2010.03.05 23:31 |  診療  |  研究  |  その他(医療関連)  |  ADHD関連  |  AC、人格障害関連  |  YANBARU  | 推薦数 : 6

鬼母

 ジャイアンの子供を普通に育てる方法は無い。これは非常に重要な事実で、2歳頃には出来れば診断をつけて(極端なケースはこの時点ではっきり鑑別できる。親がジャイアンであることも参考になる)親にケア上の助言が必要になる。

 何故ならジャイアンの子供は3歳でも親よりも優位に立とうとする場合があり、それをつぶすために親が威圧して養育すると非常にケアの難しい超場当たり的な「依存型ジャイアン」に育ってしまうからだ。

 このプロセスについては昨年2月から何度か触れてきたが、言語的、非言語的にジャイアンの子供は「泣き続ける等の異常なゴリ押し」や「感心するような屁理屈」の方法で自分の思い通りにしおうとする。

 多数派の子供と違い、「空気」から「この辺で引っ込めよう」と引き下がることも出来ず、また叱られた後に「よしよし」と非言語的にフォローでもしようものなら、ジャイアンの子供本人からすると「叱られた不利な事実は消失した」ということになってしまう。
 
 「駄目なものは駄目」と徹底的にやらないと、少しでも「例外」があろうものなら、その例外を実現しようと異常なエネルギーを発揮して執拗にゴリ押しなどを続ける。

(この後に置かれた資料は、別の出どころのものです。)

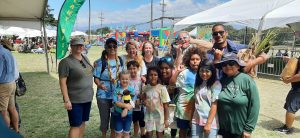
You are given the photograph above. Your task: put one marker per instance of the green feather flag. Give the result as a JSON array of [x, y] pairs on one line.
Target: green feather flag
[[66, 20]]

 「徹底的に駄目」と分かって諦めてからは、やっとある程度自制が出来るようになるが、この瞬間も実は大人になった時に重大な違いが生じるポイントがある。

 2歳から3歳にかけて体得する「自分の衝動のコントロール」のパターンが、「合理的」になれば、自分にも他人にも異常に厳しい合理的強迫的ジャイアンに成育し、逆に「人が抑えるから」になれば、「その人だけをコントロールしさえすれば何でも思い通りになる」という依存型ジャイアンへ成育する。

 依存型ジャイアンの人は大人になっても自分の衝動が自分でコントロールできず、買い物依存症になったりする。表面的には周囲に合わせるのでむしろ不適応は目立たないが、配偶者や子供などの形で近くかかわるとその一貫性の無さに家族はボロボロになる。

 中間は無い。中間のケアをすれば屁理屈かゴリ押しかのどちらかの極端な行動で親がコントロールされる破目になるだけだ。

 ジャイアンの実際のケースの母に、通常であれば鬼のように厳しい「自己責任」を強いる母親が居ることが多い。普通には考えられない「自業自得」の厳しさで育てる母親、「自分の子供を谷底に突き落とすライオン」のような厳しい自己責任の養育だ。

 私はこの「鬼母」こそジャイアン養育の唯一の正解であると説明している。筋を通して徹底的に説明し、例外なく子供が誤れば叱責し、一切フォローはしない。幼児期から情け容赦ない育て方になるが、このやり方で合理的強迫的ジャイアンにいったん育てるしかないのだ。